Friday Night Mistress

Jordan Lake and Nick Thorne have a problem–they’ve been carrying on a weekly affair for some time now, but their fathers are bitter enemies, thanks to sheer stubbornness, and a tragedy in the distant past. They have to sit in court and stare malevolently at each other while their fathers battle out this latest lawsuit, but that’s not really what they’d like to be doing…

Jordan, a somewhat-spoiled socialite, has a hidden side, which Nick finds out about, and discovers a heart of gold in the tabloid princess. He’s the manager of his father’s business, and keeps pushing the old man to retire, and is used to being in control of his life. When they started their affair, they thought they had things simple and compartmentalized, but reality, as She always does, kind of gets in the way, when Jordan’s mother finds out what’s been going on every Friday–and she knows something about Nick that even he doesn’t know.

Friday Night Mistress is set in Wellington, New Zealand, with a brief foray onto the South Island. Truthfully, this story could be set just about anywhere that has a decent population, with the foray being four hours’ travel away; Wellington being–to a US reader like me–somewhat of an exotic place, I’d like to have seen a bit more descriptive text, or make Wellington’s notorious winds play a role at some point! Otherwise this book did a nice job painting a picture of the place and participants–unobtrusive, yet complete enough to be believable.
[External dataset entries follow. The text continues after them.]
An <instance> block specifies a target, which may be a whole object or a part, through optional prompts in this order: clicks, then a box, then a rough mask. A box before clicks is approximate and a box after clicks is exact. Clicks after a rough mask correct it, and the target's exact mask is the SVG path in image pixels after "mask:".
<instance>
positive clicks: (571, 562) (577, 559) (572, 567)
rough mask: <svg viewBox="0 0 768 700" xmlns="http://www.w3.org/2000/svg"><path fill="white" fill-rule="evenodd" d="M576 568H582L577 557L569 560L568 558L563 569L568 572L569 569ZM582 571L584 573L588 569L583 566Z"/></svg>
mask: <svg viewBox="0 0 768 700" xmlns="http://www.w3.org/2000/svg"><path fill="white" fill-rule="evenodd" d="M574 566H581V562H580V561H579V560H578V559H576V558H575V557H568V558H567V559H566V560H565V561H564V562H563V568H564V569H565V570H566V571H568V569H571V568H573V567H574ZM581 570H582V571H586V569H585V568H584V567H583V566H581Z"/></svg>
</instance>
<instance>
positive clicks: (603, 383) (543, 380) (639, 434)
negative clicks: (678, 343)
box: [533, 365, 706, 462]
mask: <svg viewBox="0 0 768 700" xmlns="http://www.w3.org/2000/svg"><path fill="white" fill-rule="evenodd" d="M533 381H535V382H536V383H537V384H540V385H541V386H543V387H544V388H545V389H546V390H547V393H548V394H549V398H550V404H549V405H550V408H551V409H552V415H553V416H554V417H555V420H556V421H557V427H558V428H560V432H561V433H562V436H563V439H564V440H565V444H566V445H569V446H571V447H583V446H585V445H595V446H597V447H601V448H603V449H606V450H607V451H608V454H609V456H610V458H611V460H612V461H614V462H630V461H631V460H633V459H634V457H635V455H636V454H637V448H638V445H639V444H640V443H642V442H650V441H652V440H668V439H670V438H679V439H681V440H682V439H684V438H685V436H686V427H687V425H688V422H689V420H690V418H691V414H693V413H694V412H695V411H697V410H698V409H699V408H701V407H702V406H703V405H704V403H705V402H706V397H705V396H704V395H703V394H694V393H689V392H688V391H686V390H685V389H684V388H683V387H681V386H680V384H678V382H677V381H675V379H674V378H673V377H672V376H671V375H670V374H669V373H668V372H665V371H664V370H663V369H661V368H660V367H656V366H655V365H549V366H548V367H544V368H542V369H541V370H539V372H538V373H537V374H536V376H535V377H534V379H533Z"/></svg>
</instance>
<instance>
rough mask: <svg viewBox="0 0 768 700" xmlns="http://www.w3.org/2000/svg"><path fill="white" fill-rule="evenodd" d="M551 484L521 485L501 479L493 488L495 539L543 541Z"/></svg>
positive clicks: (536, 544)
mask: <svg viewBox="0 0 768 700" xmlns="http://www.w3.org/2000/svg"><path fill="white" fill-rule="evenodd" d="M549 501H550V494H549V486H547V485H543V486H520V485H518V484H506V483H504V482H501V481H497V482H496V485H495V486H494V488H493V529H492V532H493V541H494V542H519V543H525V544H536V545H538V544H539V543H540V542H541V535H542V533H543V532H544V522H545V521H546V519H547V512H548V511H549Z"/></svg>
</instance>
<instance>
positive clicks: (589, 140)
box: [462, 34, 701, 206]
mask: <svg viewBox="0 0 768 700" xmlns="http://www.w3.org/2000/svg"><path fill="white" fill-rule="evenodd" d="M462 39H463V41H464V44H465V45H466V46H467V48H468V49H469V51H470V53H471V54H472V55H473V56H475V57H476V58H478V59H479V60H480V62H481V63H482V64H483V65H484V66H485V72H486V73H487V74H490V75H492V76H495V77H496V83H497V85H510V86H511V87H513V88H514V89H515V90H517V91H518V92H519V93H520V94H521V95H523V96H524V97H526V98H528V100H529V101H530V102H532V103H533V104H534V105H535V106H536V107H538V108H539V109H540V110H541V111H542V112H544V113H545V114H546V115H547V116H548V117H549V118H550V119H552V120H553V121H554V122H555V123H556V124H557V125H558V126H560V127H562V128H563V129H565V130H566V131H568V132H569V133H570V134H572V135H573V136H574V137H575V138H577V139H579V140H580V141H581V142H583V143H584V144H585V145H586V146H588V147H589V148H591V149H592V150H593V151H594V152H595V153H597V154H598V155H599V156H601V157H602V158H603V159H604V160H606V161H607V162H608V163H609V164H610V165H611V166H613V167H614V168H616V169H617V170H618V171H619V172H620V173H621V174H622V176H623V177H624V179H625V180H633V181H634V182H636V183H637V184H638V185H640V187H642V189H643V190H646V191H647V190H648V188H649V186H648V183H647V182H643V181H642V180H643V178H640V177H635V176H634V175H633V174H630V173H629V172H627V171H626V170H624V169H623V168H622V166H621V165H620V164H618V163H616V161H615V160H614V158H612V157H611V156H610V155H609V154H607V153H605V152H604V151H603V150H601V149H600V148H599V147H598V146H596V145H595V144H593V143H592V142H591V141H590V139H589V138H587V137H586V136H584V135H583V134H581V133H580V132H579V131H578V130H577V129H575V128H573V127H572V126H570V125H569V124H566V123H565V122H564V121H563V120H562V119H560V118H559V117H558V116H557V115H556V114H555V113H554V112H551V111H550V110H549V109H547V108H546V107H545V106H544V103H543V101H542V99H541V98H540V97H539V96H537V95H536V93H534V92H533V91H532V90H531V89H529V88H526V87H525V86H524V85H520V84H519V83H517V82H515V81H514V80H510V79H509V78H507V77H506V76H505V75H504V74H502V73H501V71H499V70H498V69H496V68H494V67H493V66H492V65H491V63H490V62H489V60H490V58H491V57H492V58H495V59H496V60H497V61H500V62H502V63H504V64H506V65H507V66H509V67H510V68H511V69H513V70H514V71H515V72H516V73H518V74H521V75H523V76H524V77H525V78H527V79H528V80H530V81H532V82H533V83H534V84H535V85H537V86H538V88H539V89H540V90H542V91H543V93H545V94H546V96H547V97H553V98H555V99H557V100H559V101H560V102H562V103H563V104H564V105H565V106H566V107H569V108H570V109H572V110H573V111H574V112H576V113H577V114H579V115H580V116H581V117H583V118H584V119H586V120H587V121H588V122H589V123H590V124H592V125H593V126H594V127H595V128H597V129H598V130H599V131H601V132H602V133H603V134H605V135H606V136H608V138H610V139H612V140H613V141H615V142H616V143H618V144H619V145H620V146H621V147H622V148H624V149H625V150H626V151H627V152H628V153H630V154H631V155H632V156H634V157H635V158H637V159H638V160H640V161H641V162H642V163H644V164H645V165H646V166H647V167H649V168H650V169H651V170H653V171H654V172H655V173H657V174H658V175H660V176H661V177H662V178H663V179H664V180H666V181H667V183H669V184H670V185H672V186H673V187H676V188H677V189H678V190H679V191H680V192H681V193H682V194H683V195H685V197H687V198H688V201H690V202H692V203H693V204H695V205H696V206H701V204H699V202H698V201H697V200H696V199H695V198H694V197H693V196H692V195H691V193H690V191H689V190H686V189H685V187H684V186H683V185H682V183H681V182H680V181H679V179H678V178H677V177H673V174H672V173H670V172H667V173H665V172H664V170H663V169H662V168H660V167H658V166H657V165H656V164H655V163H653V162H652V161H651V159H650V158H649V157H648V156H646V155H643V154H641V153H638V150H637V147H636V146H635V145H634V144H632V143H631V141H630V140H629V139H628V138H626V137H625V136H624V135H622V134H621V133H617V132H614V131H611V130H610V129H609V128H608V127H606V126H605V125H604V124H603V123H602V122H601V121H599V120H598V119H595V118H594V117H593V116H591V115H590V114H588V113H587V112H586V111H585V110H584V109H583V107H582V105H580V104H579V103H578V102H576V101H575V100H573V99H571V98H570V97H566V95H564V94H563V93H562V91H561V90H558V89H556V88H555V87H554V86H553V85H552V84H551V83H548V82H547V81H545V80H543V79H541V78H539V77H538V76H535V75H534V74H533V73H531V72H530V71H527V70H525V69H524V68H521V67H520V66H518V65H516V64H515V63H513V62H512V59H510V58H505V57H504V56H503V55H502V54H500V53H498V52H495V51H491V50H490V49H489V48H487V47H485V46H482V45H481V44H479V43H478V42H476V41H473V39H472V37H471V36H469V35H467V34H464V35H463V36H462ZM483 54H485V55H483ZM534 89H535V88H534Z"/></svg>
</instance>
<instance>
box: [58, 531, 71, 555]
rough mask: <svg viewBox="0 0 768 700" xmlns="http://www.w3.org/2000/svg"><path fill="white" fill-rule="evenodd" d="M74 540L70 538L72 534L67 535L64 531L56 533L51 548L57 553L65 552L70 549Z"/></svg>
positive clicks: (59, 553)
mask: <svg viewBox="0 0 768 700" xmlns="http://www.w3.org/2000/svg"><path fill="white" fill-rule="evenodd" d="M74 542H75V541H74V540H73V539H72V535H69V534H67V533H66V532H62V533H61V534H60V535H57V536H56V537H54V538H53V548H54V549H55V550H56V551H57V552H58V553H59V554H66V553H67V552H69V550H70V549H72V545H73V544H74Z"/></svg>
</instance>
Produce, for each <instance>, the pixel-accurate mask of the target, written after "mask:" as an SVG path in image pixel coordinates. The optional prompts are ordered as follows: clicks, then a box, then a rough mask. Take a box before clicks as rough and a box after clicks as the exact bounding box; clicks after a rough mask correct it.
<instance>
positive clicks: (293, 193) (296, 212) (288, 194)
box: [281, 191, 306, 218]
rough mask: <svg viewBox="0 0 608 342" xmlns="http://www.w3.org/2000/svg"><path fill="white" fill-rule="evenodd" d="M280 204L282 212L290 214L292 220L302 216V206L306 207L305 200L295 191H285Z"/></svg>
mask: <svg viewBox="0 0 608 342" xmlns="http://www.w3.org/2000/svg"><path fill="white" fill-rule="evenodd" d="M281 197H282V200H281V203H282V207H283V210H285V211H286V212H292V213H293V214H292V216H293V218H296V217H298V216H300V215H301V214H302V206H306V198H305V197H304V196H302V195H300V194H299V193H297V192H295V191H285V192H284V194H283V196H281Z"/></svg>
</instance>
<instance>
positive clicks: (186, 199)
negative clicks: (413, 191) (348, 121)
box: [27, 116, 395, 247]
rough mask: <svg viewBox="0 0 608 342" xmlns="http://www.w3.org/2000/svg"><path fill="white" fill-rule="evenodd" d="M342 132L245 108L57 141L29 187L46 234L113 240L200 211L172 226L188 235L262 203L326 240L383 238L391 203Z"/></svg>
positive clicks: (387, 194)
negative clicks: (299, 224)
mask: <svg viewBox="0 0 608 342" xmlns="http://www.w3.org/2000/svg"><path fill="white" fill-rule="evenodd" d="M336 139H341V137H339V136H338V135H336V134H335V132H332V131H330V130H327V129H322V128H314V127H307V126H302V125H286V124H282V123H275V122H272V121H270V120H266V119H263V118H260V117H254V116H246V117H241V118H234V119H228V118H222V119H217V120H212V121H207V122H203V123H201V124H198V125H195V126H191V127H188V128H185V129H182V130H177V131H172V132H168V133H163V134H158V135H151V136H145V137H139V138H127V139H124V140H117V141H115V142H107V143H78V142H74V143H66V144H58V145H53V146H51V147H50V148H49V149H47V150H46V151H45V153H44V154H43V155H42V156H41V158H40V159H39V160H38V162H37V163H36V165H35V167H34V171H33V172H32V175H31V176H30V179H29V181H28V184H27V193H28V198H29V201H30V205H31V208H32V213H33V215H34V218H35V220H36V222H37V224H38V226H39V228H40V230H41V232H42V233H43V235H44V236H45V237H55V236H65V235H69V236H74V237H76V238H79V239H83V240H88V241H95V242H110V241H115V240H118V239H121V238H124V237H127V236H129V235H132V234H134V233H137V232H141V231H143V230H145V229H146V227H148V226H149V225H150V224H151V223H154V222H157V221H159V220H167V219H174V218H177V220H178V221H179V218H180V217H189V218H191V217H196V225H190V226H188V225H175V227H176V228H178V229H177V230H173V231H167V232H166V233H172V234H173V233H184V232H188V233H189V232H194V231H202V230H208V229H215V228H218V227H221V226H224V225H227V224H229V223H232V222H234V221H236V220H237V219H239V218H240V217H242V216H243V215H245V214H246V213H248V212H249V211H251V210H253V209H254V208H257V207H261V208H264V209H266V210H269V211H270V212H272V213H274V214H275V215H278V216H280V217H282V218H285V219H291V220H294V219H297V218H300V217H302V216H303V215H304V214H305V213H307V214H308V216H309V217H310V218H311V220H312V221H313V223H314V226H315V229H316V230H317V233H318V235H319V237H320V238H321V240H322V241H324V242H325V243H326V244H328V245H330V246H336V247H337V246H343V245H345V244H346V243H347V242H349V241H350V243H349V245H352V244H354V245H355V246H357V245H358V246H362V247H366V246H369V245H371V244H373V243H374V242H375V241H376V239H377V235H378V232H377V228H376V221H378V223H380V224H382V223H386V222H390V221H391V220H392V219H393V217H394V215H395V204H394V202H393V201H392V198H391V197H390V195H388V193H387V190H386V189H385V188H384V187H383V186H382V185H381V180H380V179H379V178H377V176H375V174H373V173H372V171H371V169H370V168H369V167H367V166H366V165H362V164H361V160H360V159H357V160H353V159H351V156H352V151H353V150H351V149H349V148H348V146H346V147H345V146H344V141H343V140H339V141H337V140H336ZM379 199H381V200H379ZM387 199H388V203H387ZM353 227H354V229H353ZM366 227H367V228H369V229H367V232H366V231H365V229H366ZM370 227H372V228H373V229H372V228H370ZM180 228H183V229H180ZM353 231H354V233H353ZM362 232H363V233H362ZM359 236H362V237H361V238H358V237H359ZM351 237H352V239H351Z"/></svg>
One uncommon facet of this tale is that Nick is a bit less “in-control” than many romance heroes; he’s got a major frustration in his life from the outset, in that his father continues to badger Jordan’s in court, and won’t retire to let him fully take the reins of the family business. He’s also very concerned–and rightly so–about what his father would think if he found about about his affair.  His playboy, globe-trotting brother is no help. He encourages Nick to get into an affair with Jordan as a mechanism for healing the rift between their families–not knowing that they’re already in one! Our heroine, Jordan, is entirely believable; she’s an only daughter, and just a little spoiled, but the things she does with her time and money mean a lot to her.

As is common with the It’s Just An Affair trope, the couple struggles somewhat when they start to realize that they mean more to each other than they can handle with just an affair, and the resulting series of misunderstandings is almost comic, since there are external actors at play that neither of them are aware of.

The intimate scenes are well-crafted for this series–explicit without being raunchy, and totally in-character. The development of Jordan and Nick’s relationship is logical and straightforward, and thus should be totally believable to the reader.

Overall, Friday Night Mistress is a satisfying read. It is not the finest I’ve ever read, but it’s a good tale, well told and very engaging.